Autorisée par les pouvoirs publics, la vente de repas à emporter dans les restaurants se présente comme un recours pour tenir avant la réouverture. Certains professionnels voient dans cette option un moyen de maintenir une source de revenu, leur moral mais aussi une relation avec les clients, d'autres redoutent une perte de temps, d'argent et même de réputation.

Publié le 20 mai 2020 à 12:38

 

  • POUR : Laurent Favier, chef du restaurant Chai Nous Comme Chai Vous, à la Flotte-en-Ré (Charente-Maritime)

“Plus pour le moral que pour la trésorerie”

Sans fichier client, rien n’aurait été possible. L’envoi d’une centaine de SMS, juste avant le week-end de Pâques, a fait démarrer en trombe la vente à emporter. Elle se déroule devant l’établissement, deux fois par semaine : le mercredi avec un menu unique à 20 € et le samedi avec un repas à 30 €. Nous avons baissé, sans succès la carte des vins de 50 %. Les gens peuvent sans doute s’en procurer facilement dans les magasins. L’insularité rendait notre projet compliqué, pourtant les trois premières semaines furent un succès avec une centaine de repas emportés chaque semaine, puis la demande a décliné un peu.

Usure des consommateurs, concurrence car beaucoup de confrères se lancent désormais ou l’espoir que la crise touche à sa fin ? Je ne sais pas. Nous travaillons uniquement avec les riverains même si nous comptons sur le déconfinement pour capter les clients à 100 km à la ronde, les week-ends surtout. Un collègue à Niort cartonne car il faisait déjà de la vente à emporter avant la crise. Je travaille seul et les quelques revenus sont bienvenus mais j’ai surtout revu des clients et reçu beaucoup de soutien.
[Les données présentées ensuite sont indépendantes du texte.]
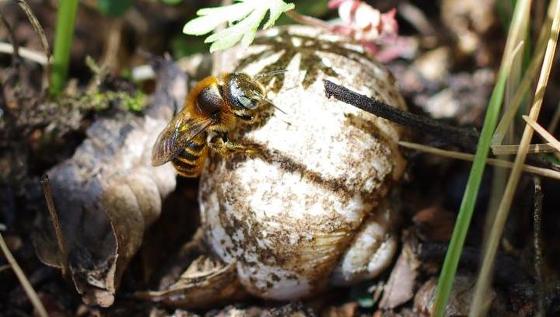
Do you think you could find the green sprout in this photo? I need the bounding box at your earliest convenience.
[183,0,295,52]
[49,0,79,96]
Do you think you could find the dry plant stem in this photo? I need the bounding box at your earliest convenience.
[398,141,560,180]
[17,0,48,55]
[533,177,545,316]
[471,1,560,316]
[100,18,123,71]
[492,0,555,145]
[323,80,480,150]
[503,37,526,145]
[0,233,49,317]
[492,143,557,155]
[0,42,48,65]
[285,10,332,30]
[523,115,560,152]
[488,39,527,241]
[16,0,51,88]
[40,175,68,276]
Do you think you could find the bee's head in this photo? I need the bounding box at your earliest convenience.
[224,73,269,122]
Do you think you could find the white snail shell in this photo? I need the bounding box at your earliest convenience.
[199,26,407,300]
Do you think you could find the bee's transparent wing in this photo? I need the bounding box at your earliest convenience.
[151,115,214,166]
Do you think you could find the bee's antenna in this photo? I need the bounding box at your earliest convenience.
[263,98,288,115]
[266,99,287,115]
[264,98,292,126]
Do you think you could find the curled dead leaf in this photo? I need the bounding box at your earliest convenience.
[32,57,185,307]
[136,254,247,309]
[379,232,420,310]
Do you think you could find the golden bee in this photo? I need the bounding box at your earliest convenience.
[151,73,273,177]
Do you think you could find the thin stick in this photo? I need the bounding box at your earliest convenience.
[523,115,560,152]
[99,18,123,71]
[16,0,51,88]
[16,1,49,57]
[324,79,480,150]
[533,177,545,316]
[40,175,68,275]
[0,42,48,65]
[472,1,560,316]
[0,233,49,317]
[491,143,557,155]
[398,141,560,180]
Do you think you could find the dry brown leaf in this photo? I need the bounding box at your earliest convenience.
[379,233,420,309]
[136,254,247,309]
[32,57,185,307]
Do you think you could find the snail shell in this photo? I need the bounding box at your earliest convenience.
[199,26,407,300]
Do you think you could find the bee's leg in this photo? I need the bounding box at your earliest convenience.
[207,132,258,158]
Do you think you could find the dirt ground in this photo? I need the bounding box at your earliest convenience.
[1,1,560,316]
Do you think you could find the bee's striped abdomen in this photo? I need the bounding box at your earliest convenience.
[171,136,208,177]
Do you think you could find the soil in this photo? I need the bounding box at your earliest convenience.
[1,1,560,316]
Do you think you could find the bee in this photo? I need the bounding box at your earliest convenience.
[151,73,274,177]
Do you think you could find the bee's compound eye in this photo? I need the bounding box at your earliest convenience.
[227,73,264,110]
[237,95,257,109]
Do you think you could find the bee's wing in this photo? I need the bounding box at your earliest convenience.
[151,115,214,166]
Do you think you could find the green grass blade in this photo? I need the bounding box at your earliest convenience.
[470,1,560,315]
[432,0,531,314]
[432,69,509,317]
[49,0,79,96]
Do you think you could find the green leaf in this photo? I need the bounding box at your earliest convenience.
[241,6,268,46]
[196,2,251,17]
[183,2,252,35]
[206,6,265,52]
[183,0,295,52]
[183,14,232,36]
[264,1,294,29]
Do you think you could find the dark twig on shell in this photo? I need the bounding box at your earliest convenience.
[323,79,480,151]
[533,177,545,315]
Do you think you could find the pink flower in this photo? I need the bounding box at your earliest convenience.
[328,0,400,60]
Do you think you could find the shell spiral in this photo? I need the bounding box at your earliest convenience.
[199,26,407,299]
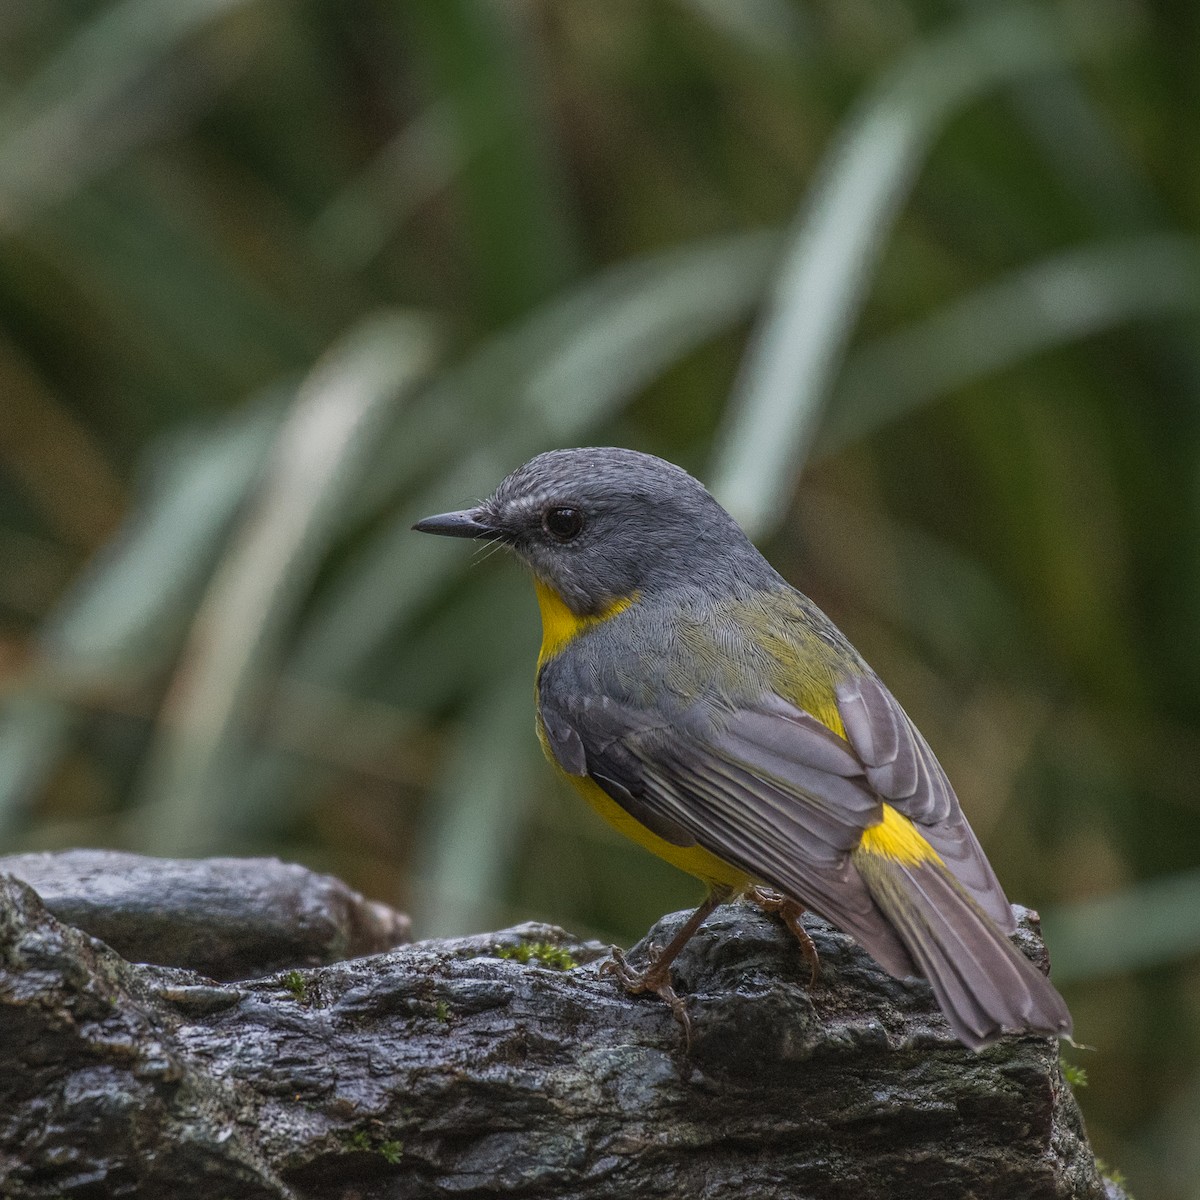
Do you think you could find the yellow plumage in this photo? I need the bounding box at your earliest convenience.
[531,578,930,887]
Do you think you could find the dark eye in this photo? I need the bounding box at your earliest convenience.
[543,506,584,541]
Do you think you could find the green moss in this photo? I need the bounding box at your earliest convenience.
[1095,1158,1133,1196]
[434,999,450,1023]
[496,941,577,970]
[282,970,309,1004]
[346,1128,404,1164]
[1060,1057,1088,1089]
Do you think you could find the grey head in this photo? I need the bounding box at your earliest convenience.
[413,447,778,614]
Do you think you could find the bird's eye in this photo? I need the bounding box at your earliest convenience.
[543,506,584,541]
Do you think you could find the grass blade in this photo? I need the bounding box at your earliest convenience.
[675,0,810,62]
[134,314,440,851]
[1044,868,1200,982]
[409,669,544,938]
[308,101,463,272]
[0,401,281,829]
[710,3,1107,536]
[0,0,258,225]
[821,235,1200,455]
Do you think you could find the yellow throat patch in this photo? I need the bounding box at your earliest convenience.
[533,578,636,666]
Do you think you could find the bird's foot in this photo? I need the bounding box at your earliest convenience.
[602,946,693,1049]
[747,885,821,986]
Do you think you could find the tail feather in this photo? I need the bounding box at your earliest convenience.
[853,849,1072,1050]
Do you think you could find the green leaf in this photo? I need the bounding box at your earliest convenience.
[821,235,1200,456]
[0,401,281,830]
[1043,867,1200,982]
[0,0,258,224]
[404,0,578,326]
[710,3,1111,537]
[132,314,440,852]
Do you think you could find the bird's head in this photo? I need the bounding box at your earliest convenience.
[413,447,766,615]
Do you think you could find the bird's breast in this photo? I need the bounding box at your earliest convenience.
[533,577,637,667]
[536,711,752,890]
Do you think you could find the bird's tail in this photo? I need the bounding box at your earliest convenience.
[852,841,1072,1051]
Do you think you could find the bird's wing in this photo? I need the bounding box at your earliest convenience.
[540,688,918,977]
[541,672,1064,1046]
[834,672,1014,931]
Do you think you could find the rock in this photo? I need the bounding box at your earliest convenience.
[0,850,410,980]
[0,868,1117,1199]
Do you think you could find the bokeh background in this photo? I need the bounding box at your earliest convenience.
[1,0,1198,1193]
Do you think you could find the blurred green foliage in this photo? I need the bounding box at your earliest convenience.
[0,1,1198,1195]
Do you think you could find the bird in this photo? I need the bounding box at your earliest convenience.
[413,446,1072,1050]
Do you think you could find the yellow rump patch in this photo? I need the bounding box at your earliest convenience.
[857,804,943,867]
[534,578,635,665]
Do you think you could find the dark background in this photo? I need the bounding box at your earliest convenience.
[1,2,1197,1195]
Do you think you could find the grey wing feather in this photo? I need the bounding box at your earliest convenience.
[592,769,699,848]
[856,851,1071,1047]
[540,706,588,776]
[645,754,915,977]
[540,668,1060,1040]
[835,673,1016,932]
[543,695,697,847]
[540,688,917,978]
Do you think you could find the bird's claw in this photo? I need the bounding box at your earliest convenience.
[603,946,693,1049]
[747,885,822,986]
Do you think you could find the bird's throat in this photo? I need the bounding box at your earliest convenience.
[533,578,635,666]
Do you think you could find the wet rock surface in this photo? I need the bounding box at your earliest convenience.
[0,850,411,980]
[0,863,1117,1199]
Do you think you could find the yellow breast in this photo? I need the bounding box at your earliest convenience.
[532,577,751,891]
[563,770,753,890]
[533,577,635,666]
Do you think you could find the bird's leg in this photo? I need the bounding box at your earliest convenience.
[746,885,821,986]
[603,889,727,1048]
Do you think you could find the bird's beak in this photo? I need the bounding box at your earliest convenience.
[411,508,505,540]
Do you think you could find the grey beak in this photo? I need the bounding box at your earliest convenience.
[411,508,504,540]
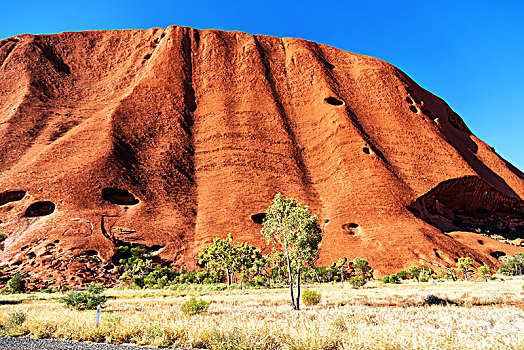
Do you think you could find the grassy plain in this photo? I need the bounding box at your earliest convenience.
[1,278,523,349]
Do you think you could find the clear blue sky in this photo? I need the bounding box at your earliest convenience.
[1,1,522,171]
Les Rétais commandent aussi par solidarité. Ça touche !

Je m’inscris dans une démarche durable car si, à la réouverture, la limitation du nombre de couverts et les contraintes sanitaires font de mon restaurant un Ehpad, je ferai du traiteur”, envisage Laurent Favier qui est maître-restaurateur et membre du Collège Culinaire de France (CCF).

 

  • NI POUR NI CONTRE : Annabelle Logerot, propriétaire de la Villa Vauban à Langres (Haute-Marne)
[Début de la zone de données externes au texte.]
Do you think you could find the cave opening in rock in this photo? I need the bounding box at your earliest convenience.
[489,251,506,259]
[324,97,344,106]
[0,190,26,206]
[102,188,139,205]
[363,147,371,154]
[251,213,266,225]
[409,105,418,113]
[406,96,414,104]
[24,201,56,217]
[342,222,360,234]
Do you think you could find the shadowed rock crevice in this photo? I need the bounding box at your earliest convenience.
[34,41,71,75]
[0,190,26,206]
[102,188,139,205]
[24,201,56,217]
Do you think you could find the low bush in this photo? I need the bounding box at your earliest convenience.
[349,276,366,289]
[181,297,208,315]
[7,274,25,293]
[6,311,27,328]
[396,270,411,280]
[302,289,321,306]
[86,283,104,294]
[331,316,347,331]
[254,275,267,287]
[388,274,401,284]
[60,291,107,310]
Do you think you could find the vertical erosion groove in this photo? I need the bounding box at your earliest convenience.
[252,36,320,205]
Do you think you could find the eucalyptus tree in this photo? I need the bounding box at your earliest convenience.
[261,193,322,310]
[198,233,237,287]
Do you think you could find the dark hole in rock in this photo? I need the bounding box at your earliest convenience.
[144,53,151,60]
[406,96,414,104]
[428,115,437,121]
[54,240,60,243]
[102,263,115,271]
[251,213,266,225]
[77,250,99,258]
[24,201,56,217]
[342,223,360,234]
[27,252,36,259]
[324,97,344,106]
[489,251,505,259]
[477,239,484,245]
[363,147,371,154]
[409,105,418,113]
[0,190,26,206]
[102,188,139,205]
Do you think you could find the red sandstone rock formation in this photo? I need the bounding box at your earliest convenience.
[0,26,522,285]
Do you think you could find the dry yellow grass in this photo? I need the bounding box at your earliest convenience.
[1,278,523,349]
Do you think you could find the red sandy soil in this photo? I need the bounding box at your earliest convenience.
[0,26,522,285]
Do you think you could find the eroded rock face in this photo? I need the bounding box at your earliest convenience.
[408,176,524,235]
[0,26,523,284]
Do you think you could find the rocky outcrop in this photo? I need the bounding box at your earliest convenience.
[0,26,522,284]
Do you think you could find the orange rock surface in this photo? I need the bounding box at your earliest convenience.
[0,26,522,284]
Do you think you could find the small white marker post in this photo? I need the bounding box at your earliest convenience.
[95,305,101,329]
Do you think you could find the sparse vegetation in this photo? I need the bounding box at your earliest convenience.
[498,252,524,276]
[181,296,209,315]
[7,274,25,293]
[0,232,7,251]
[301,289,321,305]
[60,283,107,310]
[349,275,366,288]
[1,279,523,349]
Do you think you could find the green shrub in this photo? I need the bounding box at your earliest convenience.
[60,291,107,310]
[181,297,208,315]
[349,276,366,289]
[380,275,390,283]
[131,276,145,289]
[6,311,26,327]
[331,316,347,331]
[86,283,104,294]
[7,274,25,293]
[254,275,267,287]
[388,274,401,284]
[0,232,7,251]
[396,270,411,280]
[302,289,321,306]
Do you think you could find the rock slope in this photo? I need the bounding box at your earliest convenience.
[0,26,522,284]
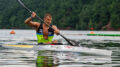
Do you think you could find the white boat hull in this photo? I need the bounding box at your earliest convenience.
[2,44,112,56]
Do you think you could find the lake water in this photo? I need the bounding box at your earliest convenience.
[0,29,120,67]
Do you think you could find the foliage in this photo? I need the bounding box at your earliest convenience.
[0,0,120,30]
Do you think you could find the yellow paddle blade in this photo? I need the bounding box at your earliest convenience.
[5,45,33,48]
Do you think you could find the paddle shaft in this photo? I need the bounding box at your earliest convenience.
[17,0,74,46]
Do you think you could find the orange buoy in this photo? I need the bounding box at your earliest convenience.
[90,31,94,34]
[10,30,16,34]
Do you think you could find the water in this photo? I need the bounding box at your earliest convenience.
[0,29,120,67]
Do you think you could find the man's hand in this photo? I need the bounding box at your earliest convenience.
[31,12,36,18]
[54,30,60,35]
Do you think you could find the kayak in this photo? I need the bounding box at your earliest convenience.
[1,44,112,56]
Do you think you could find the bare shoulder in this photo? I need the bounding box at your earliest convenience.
[52,25,59,30]
[52,25,57,28]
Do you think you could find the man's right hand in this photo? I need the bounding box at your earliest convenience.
[31,12,36,18]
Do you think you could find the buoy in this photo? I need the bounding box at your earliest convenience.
[90,31,94,34]
[10,30,16,34]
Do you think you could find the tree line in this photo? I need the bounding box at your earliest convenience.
[0,0,120,30]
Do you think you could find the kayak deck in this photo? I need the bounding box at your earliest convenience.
[2,44,112,56]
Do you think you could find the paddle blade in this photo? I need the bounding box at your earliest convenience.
[69,39,80,46]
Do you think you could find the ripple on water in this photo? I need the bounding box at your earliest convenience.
[0,31,120,67]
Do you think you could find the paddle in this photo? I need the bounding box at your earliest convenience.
[17,0,79,46]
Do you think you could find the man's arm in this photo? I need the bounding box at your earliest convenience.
[24,12,40,28]
[25,17,40,28]
[52,25,60,35]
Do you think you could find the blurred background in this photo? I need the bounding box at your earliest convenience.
[0,0,120,30]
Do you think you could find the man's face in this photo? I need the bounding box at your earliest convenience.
[44,16,52,25]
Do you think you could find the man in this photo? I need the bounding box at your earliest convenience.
[25,12,60,44]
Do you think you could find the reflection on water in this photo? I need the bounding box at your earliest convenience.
[37,51,112,67]
[37,52,55,67]
[0,30,120,67]
[0,49,36,67]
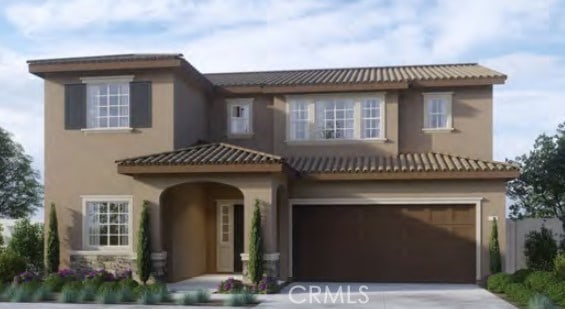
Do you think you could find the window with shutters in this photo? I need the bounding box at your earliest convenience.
[227,98,253,137]
[82,195,132,250]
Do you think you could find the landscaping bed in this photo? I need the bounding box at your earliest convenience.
[0,269,262,307]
“Je n’y crois guère mais j’y réfléchis quand même”

Les étrangers ne reviendront pas de sitôt alors que parfois, ils remplissaient ma terrasse à eux seuls. Je dois trouver d’autres sources de revenus sans mettre en danger notre réputation. Dans mon congélateur, je n’ai que des glaces. Tous nos produits sont frais ce qui, dans la vente à emporter, peut engendrer des pertes alors que nous n’en sommes plus à vouloir prendre des risques. En outre, il faudra encore des investissements, ne serait-ce que pour les contenants”, explique Annabelle Logerot, alors qu’elle achevait une visioconférence avec des collègues de la région en partie sur ce thème qui divise la profession.
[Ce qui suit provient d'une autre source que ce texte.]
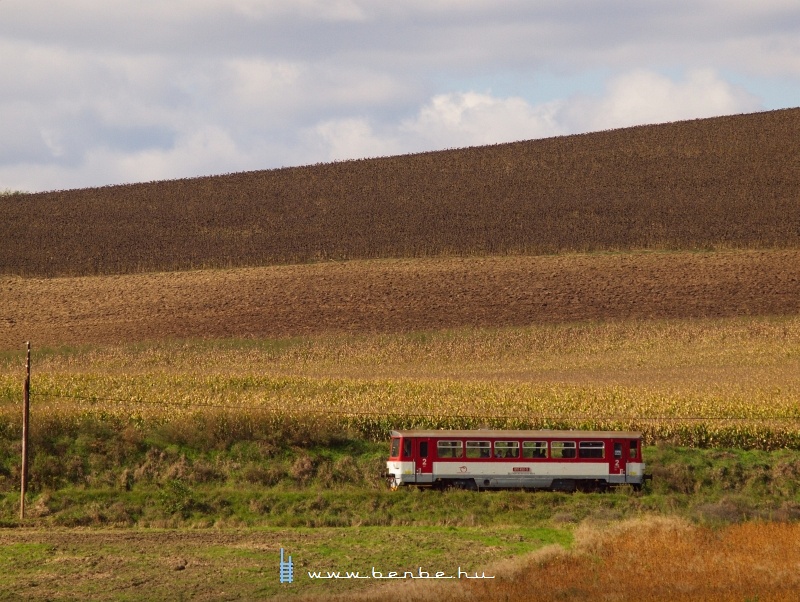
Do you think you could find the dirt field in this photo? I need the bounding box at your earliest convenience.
[2,249,799,350]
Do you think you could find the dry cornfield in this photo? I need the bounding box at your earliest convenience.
[2,315,798,449]
[2,108,799,277]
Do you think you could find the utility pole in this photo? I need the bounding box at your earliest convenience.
[20,342,30,520]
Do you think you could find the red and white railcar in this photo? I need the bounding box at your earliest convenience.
[386,429,650,491]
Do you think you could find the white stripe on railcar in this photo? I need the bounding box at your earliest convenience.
[432,462,609,477]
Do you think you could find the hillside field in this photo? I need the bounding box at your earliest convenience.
[2,108,799,277]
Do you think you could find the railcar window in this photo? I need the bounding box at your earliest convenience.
[630,440,638,459]
[522,441,548,459]
[437,440,463,458]
[578,441,605,459]
[494,441,519,459]
[391,438,400,458]
[466,441,491,458]
[551,441,576,459]
[402,439,412,459]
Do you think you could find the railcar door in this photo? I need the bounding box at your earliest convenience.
[610,439,629,482]
[416,437,433,484]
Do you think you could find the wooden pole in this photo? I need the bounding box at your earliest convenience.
[20,342,30,520]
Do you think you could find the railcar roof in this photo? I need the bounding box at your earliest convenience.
[390,429,642,439]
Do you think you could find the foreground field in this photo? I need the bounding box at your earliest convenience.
[0,524,571,601]
[2,250,799,349]
[1,520,797,601]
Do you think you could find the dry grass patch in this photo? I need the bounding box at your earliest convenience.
[344,519,800,602]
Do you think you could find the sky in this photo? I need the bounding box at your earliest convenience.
[1,1,799,193]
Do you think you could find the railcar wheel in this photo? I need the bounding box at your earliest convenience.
[577,479,607,493]
[551,479,577,492]
[444,479,478,491]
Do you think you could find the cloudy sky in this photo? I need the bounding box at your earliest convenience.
[1,1,799,192]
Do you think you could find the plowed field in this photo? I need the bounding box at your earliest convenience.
[2,249,798,350]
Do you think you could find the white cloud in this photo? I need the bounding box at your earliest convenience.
[310,118,398,162]
[563,69,762,132]
[399,92,563,150]
[305,69,763,163]
[115,126,244,182]
[0,125,258,192]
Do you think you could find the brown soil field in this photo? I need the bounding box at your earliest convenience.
[2,249,798,350]
[2,108,799,277]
Quand on me parle de drive, j’ai les poils qui se hérissent. Je pense à un fast-food ! Pourtant, nous devons nous réinventer. On réfléchit beaucoup et puis des étoilés se mettent à la vente à emporter avec succès. Je vais d’ailleurs en appeler un pour m’informer sur ses modèles d’emballages. Si je devais me lancer, il faudrait refaire toute la carte mais je ne proposerai qu’un plat, une fois par semaine. De quoi douter de la rentabilité de la démarche. Pour l’heure, je ne sais pas. Je ne suis ni pour ni contre”, confie la restauratrice.

 

  • CONTRE : Jean-Michel Turin, chef étoilé du Château de Vauchoux (Haute-Saône).

“Ce n’est pas mon métier !”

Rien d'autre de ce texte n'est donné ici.